Il Buonaccorsi scrive che questa fase negativa del condottiero
potrebbe smontare quella valutazione entusiasta, fondata sulla sua audacia, data
dal Machiavelli, e prosegue insinuando che qualcuno comincia a credere che i
suoi apprezzamenti alle qualità del Valentino siano mossi dalla speranza di
ottenere da lui qualche ricompensa. Ad ogni modo - prosegue nella lettera il
Buonaccorsi - ogni congettura è inutile poiché non si tratta più, per i
fiorentini, di essere a favore oppure no del Valentino, ma stabilire cosa fare
contro di lui.
La decisione del Valentino di accordarsi con il nuovo papa fu
considerata dal Machiavelli come una ingenuità. Infatti Giulio II - passato alla
storia perché più dedito alle guerre e al mecenatismo (per lui lavorarono
Michelangelo, Raffaello, Bramante) che alla redenzione delle anime - non
conferma quell'accordo e ordina al Borgia di rinunciare al suo titolo di Duca e
cedere la Romagna allo stato pontificio. Al suo rifiuto, lo fa arrestare. Il
Valentino viene liberato soltanto quando rinuncia alle condizioni stabilite
durante l'elezione pontificia.
Subito si reca a Napoli, presso Consalvo di
Cordova, dove cerca di formare un suo esercito per tentare una rivalsa e salvare
ciò che resta dei suoi domini, i quali ormai si riducono alla unica Forlì.

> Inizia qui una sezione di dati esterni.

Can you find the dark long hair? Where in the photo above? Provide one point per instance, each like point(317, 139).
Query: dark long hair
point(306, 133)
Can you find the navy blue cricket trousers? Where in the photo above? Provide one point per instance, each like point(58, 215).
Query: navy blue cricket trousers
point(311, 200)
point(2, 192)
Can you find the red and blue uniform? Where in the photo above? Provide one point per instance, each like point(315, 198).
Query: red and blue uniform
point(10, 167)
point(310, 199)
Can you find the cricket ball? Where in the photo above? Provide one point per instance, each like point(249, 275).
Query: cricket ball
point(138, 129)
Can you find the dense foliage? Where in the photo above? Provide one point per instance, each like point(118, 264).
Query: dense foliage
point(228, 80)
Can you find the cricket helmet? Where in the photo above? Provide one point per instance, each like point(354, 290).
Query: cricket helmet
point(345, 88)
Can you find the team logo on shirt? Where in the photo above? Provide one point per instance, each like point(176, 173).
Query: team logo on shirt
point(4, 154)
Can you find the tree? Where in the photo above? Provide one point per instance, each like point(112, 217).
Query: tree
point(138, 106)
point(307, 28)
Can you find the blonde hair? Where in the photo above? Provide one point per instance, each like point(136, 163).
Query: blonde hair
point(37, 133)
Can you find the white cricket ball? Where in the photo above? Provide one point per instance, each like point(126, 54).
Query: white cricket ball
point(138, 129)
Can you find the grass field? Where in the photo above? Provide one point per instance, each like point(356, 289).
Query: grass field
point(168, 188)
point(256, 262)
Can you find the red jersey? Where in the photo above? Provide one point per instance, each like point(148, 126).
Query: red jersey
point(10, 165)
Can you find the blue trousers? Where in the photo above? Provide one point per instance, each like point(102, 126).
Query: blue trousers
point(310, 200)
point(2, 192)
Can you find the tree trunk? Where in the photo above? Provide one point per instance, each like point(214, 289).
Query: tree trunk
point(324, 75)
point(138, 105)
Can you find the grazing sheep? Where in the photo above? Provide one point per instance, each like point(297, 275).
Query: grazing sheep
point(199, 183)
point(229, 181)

Informato, Giulio II chiese al re Ferdinando di arrestarlo. Il re obbedisce e lo
fa deportare in Spagna, dove rimase in prigione, nel castello di Chinchilla, per
due anni, fino al novembre 1506, quando riesce a evadere e a riparare a
Pamplona, presso la corte di Navarra, dove regnava Giovanni d'Albret, fratello
di sua moglie Carlotta, il quale gli diede il titolo di
condestable della
Navarra, e il comando di un esercito da lanciare contro un suo vassallo,
Juan di Beaumont.
Il 12 marzo 1507 a Viana (a 81km da Pamplona) durante
l'attacco alla fortezza del nemico, Cesare Borgia fu ferito a morte.